House of Cards season three has arrived on Netflix bringing the long wait to an end. Frank and Claire Underwood were brought to within a heartbeat from the presidency without a single vote being cast in their favour. Now in the third series the devilish Frank is in the Oval Office and the fight has begun to consolidate his rule. Politically speaking, Underwood and I are not in the same camp, but who wouldn’t be impressed by the beast that he is? Frank Underwood, evil and twisted as he is, is a refreshingly honest examination of the nature of power politics. Outside of the world of politics; as onlookers, we have always intuited that democracy is a scam. It is a relief to see, at least from the minds of the creators of House of Cards, that we are not alone in this suspicion. Of course it is a fraud. At least through our tour of Frank Underwood’s rise to power we get to see that those who ride the gravy train of modern politics know that democracy is the great scam, and that they are the ones who are scamming us. There is something honest about it.

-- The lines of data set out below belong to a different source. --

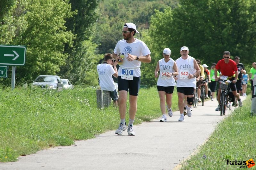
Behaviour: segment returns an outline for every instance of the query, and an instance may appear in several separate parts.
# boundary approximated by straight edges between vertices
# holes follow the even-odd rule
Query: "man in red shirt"
[[[220,70],[221,72],[221,75],[228,76],[228,77],[232,77],[235,74],[235,78],[231,77],[229,80],[232,81],[230,84],[230,88],[234,96],[237,98],[238,102],[238,105],[240,107],[242,106],[242,102],[240,99],[240,96],[236,91],[236,82],[238,77],[238,70],[236,67],[236,64],[233,60],[230,59],[230,52],[229,51],[224,51],[223,53],[223,59],[218,61],[214,71],[214,75],[217,77],[217,71]],[[215,81],[218,81],[218,79],[215,78]],[[215,110],[216,111],[219,111],[220,110],[220,92],[221,89],[219,89],[217,96],[219,105],[218,107]]]

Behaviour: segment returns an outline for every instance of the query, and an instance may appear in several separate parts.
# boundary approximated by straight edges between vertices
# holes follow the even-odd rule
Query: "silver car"
[[[63,87],[63,82],[58,75],[40,75],[36,77],[32,86],[59,91]]]
[[[64,89],[73,89],[74,86],[70,82],[68,79],[61,79],[61,81],[63,82],[63,88]]]

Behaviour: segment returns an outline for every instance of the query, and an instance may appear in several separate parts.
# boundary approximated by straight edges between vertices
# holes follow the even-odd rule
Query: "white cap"
[[[180,48],[180,51],[182,50],[189,51],[188,50],[188,48],[186,46],[183,46]]]
[[[164,54],[171,55],[171,49],[168,48],[165,48],[164,49],[164,51],[163,52],[163,53]]]
[[[132,28],[135,30],[136,32],[138,32],[138,33],[140,33],[136,29],[136,25],[135,25],[135,24],[133,23],[130,22],[126,23],[124,24],[124,28]]]

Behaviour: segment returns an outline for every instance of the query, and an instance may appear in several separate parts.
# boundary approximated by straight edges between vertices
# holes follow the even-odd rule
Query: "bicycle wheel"
[[[205,95],[205,89],[204,87],[202,88],[202,91],[201,91],[201,96],[202,98],[201,99],[202,100],[202,105],[204,106],[204,96]]]
[[[226,93],[225,91],[221,92],[220,96],[220,116],[225,114]]]

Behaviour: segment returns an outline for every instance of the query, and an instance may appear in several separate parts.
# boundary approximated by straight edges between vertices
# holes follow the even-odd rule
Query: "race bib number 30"
[[[121,78],[125,80],[133,80],[133,69],[130,68],[122,68]]]
[[[180,79],[188,79],[188,78],[189,73],[187,70],[180,70]]]
[[[170,79],[170,77],[169,75],[171,75],[171,72],[167,71],[163,71],[160,72],[160,75],[161,75],[161,79]],[[168,76],[167,77],[167,76]]]

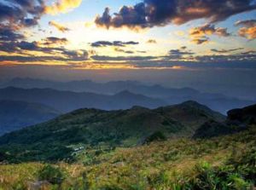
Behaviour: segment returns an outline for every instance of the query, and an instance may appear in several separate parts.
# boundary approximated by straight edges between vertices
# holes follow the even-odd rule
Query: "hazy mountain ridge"
[[[61,114],[61,112],[39,103],[0,101],[0,135],[48,121]]]
[[[58,90],[90,92],[108,95],[113,95],[122,91],[130,91],[132,94],[140,94],[148,97],[161,99],[166,102],[165,106],[178,104],[186,101],[192,100],[207,105],[212,109],[220,112],[223,114],[226,114],[226,112],[230,109],[236,107],[242,107],[256,103],[253,101],[241,100],[221,94],[203,93],[191,88],[166,88],[158,84],[146,85],[137,81],[112,81],[103,83],[96,83],[90,80],[55,82],[33,78],[14,78],[9,82],[0,84],[0,87],[2,88],[9,86],[25,89],[50,88]],[[147,105],[143,106],[148,107]],[[108,109],[108,107],[97,108]]]
[[[52,89],[19,89],[8,87],[0,89],[0,100],[15,100],[38,102],[55,107],[63,112],[79,108],[98,108],[104,110],[127,109],[133,106],[154,108],[166,105],[160,99],[149,98],[128,91],[114,95],[87,92],[60,91]]]
[[[166,137],[189,137],[206,122],[224,119],[195,101],[153,110],[140,107],[117,111],[79,109],[0,137],[0,152],[8,151],[10,157],[20,160],[56,160],[68,158],[73,152],[70,146],[77,144],[131,147],[155,132]]]

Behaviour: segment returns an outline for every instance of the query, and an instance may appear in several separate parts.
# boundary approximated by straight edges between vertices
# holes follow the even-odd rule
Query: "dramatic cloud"
[[[203,44],[203,43],[207,43],[208,42],[210,42],[210,39],[207,37],[193,37],[191,42],[195,44],[200,45],[200,44]]]
[[[227,63],[227,62],[255,62],[256,52],[247,51],[238,53],[235,55],[202,55],[195,57],[198,62],[201,63]]]
[[[214,25],[206,24],[199,27],[192,28],[189,36],[192,42],[196,44],[202,44],[209,42],[207,36],[217,35],[219,37],[229,37],[231,34],[227,32],[227,28],[215,27]]]
[[[227,54],[227,53],[231,53],[234,51],[238,51],[238,50],[242,50],[243,48],[239,48],[239,49],[212,49],[211,51],[214,53],[218,53],[218,54]]]
[[[19,34],[10,28],[2,27],[0,25],[0,41],[17,41],[25,37],[22,34]]]
[[[236,26],[242,26],[246,27],[253,27],[256,26],[256,20],[238,20],[235,23]]]
[[[125,53],[125,54],[134,54],[134,51],[131,51],[131,50],[125,50],[123,49],[120,49],[119,47],[114,48],[114,50],[116,52],[121,52],[121,53]]]
[[[148,39],[147,41],[148,43],[157,43],[156,40],[155,39]]]
[[[123,6],[113,15],[106,8],[95,22],[107,28],[146,28],[170,23],[181,25],[197,19],[221,21],[255,9],[254,0],[143,0],[134,6]]]
[[[66,32],[70,31],[69,28],[65,27],[64,26],[62,26],[62,25],[61,25],[61,24],[59,24],[59,23],[57,23],[55,21],[49,21],[49,25],[55,27],[57,30],[59,30],[61,32]]]
[[[101,61],[140,61],[140,60],[150,60],[157,59],[155,56],[105,56],[105,55],[93,55],[94,60]]]
[[[38,25],[44,11],[42,0],[9,0],[0,2],[0,21],[6,27],[28,27]]]
[[[186,56],[191,57],[191,55],[195,55],[195,53],[186,50],[186,47],[183,46],[179,49],[171,49],[169,51],[169,55],[166,58],[170,60],[178,60],[183,59]]]
[[[84,49],[70,50],[63,47],[51,47],[52,43],[59,44],[67,43],[66,38],[47,37],[41,42],[0,42],[0,51],[9,54],[20,54],[22,55],[15,56],[0,56],[4,60],[16,61],[48,61],[48,60],[61,60],[61,61],[83,61],[89,59],[89,52]],[[41,46],[44,45],[44,46]],[[46,46],[50,45],[50,46]],[[36,55],[34,52],[40,55]],[[16,60],[15,60],[16,59]]]
[[[66,45],[68,40],[65,37],[59,38],[55,37],[49,37],[44,39],[44,45]]]
[[[256,39],[256,26],[249,28],[240,28],[238,31],[238,34],[241,37],[247,38],[248,40]]]
[[[108,42],[108,41],[98,41],[92,43],[90,44],[91,47],[94,48],[99,48],[99,47],[108,47],[108,46],[118,46],[118,47],[124,47],[127,45],[137,45],[139,43],[137,42],[121,42],[121,41],[113,41],[113,42]]]
[[[238,31],[238,35],[249,40],[256,38],[256,20],[240,20],[235,23],[235,26],[242,26]]]
[[[45,12],[50,14],[65,14],[79,7],[82,0],[57,0],[50,6],[45,7]]]

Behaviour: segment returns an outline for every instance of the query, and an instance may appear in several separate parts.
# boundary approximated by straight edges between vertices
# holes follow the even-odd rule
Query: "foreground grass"
[[[0,189],[253,189],[256,127],[210,140],[83,150],[75,164],[0,165]]]

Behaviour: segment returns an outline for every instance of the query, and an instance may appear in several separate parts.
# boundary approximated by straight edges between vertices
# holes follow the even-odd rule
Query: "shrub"
[[[166,141],[166,136],[161,131],[156,131],[145,139],[144,144],[148,144],[152,141]]]
[[[65,177],[60,168],[48,164],[39,170],[38,179],[47,181],[52,184],[61,184]]]

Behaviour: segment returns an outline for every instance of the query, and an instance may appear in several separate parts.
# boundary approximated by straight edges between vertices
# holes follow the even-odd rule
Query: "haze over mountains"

Today, the priority is good government. But ask again tomorrow.—
House of Cards (@HouseofCards) February 27, 2015
My very own Claire Underwood and I treated ourselves to an evening in front of the television to enjoy the first three episodes of the new series, and – speaking for myself – it wasn’t a let-down. I don’t watch a great deal of television anymore. Watching brain-dead entertainment conditions the brain to intellectual chewing gum; it makes us lazy, and – to be perfectly honest – most of what is on Irish television is either depressing or boring. Underwood’s political career is anything but depressing or boring – it is the best thing on television at the moment (in my opinion of course). It’s not lazy viewing. During every episode, during my little sortie into the suspension of disbelief, I find that my inner megalomaniac is being groomed and petted. What is depressing about the release of this new series is that it is during the Labour Party Conference; on the box we get to watch Frank do the work of a Machiavellian monster getting his America Works bill through the house, while in reality we have to suffer third-rate Thatcherite witches like Joan Burton shiting on about the future of a country that cannot wait to see her and her ilk in its past.